It was a pleasant surprise to see sunny skies greet the attendees at the two-day Quoz Arts Fest in Alserkal Avenue on Saturday after nearly a week of dismal weather in Dubai. Up to Sunday, the milestone 10th festival, which has the theme “Shift Away,” will feature live music, visual and performing arts, gastronomic experiences, public art installations, and more. Along with a farmers’ market, art exhibitions, public art, talks, and workshops, themes, or “portals,” such as Cyborg, Nature, and Childhood, are curated throughout the alleyways of the Dubai arts district.
The varied schedule of events reflects the diversity of the audience, according to the National. New shows are being presented in galleries like Mestaria Gallery and the Ishara Art Foundation, where young parents with young children in strollers, culture enthusiasts, and creatives are constantly coming and going. Teenagers skating in front of their families, young couples and friends walking their dogs, bookworms making their way to Zerzura Rare Books in A4 space for a book launch, music fans congregating at the main stage, and costumed dancers mingling with the throng are also there.
Quoz Arts Fest is a genuine representation of the vibrant and expanding community that Alserkal Avenue has played a significant role in building in Dubai. Quoz Arts Fest offers a stage for upcoming artists from all disciplines to present their work. This year’s festival has an immersive art experience called Concrete by Montreal’s Irregular, which is drawing sizable crowds. Two enormous, ceiling-high screens in the middle of Alserkal Avenue’s courtyard are titled As WaterFalls and investigate how the movement of water within a digital cascade symbolizes our relationship with the element and its many facets.

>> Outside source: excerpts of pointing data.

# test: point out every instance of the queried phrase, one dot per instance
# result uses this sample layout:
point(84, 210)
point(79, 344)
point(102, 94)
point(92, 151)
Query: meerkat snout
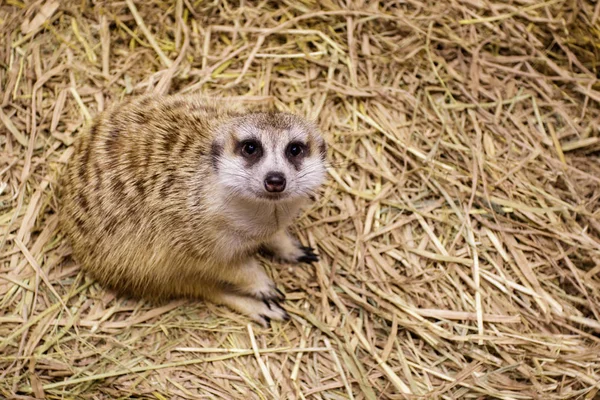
point(275, 182)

The massive installation responds to flashlights from cell phones and displays various movements and shapes that cascade down the screen for viewers to interact with. People of various ages and ethnicities are taking pleasure in this vibrant, engaging event. The centre stage is located across from Concrete, in front of several food trucks and performers decked up as silver dancing robots. The Tasty Biscuit from Dubai, Bu Kolthoum, a rapper and vocalist with soul and funk influences, and Saint Levant, a viral artist, are just a few of the acts performing throughout the course of the weekend.
Each year’s festival experience has grown to include live music and entertainment. Music blogger and radio personality MC Big Hass, who will perform on both festival evenings, claims that Quoz Arts Fest has made it possible for musicians to reach out to new audiences.
For certain musicians, the festival has almost become a rite of passage, according to Big Hass, who claims that if they can “rock this festival and generate hype,” they will be able to move on. “Places like this, where beautiful energies are colliding, where you have a diversity of people coming, it’s very important to get to know who’s who and who’s making what,” he adds. “It’s the energy that this festival gives … it’s beautiful.”
Jurkute says it’s been important for them to make sure the festival is not “regionally bound”, but that they “stay connected with talent that has a connection to this region”.
“Dubai, as a city, already has been this extensive platform for the world,” Big Hass adds. “It’s not about where you were born, or whether you are local. It really is this connection to this place, in this part of the world.”